Re: [PATCH v2 2/2] sh-setup: explicitly mark CR as a field separator

2015-10-27 Thread Johannes Schindelin
Hi Junio,

On Mon, 26 Oct 2015, Junio C Hamano wrote:

> I asked Dscho if the shell is done correctly _for_ the platform.

This assumes that the platform is either CR/LF or LF. That is incorrect.
Windows does *not* dictate the line endings to be CR/LF. Certain
applications do.

The shell is an MSys2 shell, and MSys2 convention is to use LF. Hence the
shell is done correctly for the platform.

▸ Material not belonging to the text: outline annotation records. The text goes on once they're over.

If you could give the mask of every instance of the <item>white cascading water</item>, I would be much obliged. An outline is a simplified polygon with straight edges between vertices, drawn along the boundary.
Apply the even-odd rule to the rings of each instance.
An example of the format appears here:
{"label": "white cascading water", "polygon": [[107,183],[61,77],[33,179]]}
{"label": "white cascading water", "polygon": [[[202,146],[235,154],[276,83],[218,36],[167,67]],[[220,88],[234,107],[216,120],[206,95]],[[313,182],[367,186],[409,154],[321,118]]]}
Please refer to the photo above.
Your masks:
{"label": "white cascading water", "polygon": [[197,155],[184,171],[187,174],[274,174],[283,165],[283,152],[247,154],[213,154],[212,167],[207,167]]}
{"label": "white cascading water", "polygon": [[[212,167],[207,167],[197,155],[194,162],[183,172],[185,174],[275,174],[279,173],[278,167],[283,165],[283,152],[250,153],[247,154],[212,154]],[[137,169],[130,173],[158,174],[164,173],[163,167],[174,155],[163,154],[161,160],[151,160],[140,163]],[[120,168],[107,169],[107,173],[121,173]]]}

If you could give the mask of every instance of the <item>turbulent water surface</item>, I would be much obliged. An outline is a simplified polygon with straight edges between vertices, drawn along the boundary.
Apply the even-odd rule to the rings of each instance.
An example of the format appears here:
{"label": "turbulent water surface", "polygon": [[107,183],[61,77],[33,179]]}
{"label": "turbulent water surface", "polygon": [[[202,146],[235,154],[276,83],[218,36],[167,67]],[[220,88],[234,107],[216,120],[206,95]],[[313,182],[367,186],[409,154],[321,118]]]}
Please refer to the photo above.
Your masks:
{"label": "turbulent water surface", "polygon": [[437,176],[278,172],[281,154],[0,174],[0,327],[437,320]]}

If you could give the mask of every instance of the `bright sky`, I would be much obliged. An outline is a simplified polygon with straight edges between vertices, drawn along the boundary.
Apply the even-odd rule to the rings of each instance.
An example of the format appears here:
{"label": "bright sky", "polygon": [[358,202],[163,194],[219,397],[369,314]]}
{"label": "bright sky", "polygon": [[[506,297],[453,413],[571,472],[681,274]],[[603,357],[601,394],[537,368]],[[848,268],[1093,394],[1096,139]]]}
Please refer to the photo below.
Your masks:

Yet on Windows (and in cross-platform projects also on Linux and MacOSX),
you have to deal with the fact that text files produced outside the cozy
little shell can have different line endings.

As I said, I am uninterested in arguing for arguing's sake. Otherwise I
would shoot down your argument that LF in IFS "does not hurt" but CR
somehow magically does. I am sure it would be a helluva discussion and
fun. But I do not have the time.

What I really needed you to do indicate the way forward.

The patch you provided in the mail I am replying to fails to fix the bug.

Ciao,
Johannes
--
To unsubscribe from this list: send the line "unsubscribe git" in
the body of a message to majord...@vger.kernel.org
More majordomo info at  http://vger.kernel.org/majordomo-info.html


Re: [PATCH v2 2/2] sh-setup: explicitly mark CR as a field separator

2015-10-27 Thread Matthieu Moy
Junio C Hamano  writes:

> Matthieu Moy  writes:
>
>> Johannes Schindelin  writes:
>>
>>> This is the correct thing to do, really: we already specify LF as
>>> field separator.
>>
>> I'm almost convinced that this is the right thing to do in the long run
>> ("almost" because I'm not sure, not because I have arguments against). I
>> agree with Junio that the commit message should be more convincing, but
>> indeed, accepting LF and not CR is strange.
>
> If there were a single character that denotes CRLF, I'd say that
> including such a character in IFS would make sense on a system with
> CRLF EOL convention.  But that is not the case.

It's not, but there are platforms where the newline convention is
CR-only. AFAIK, they are all "old" architectures (like Mac OS < X), but
there are still CR-only files lying around.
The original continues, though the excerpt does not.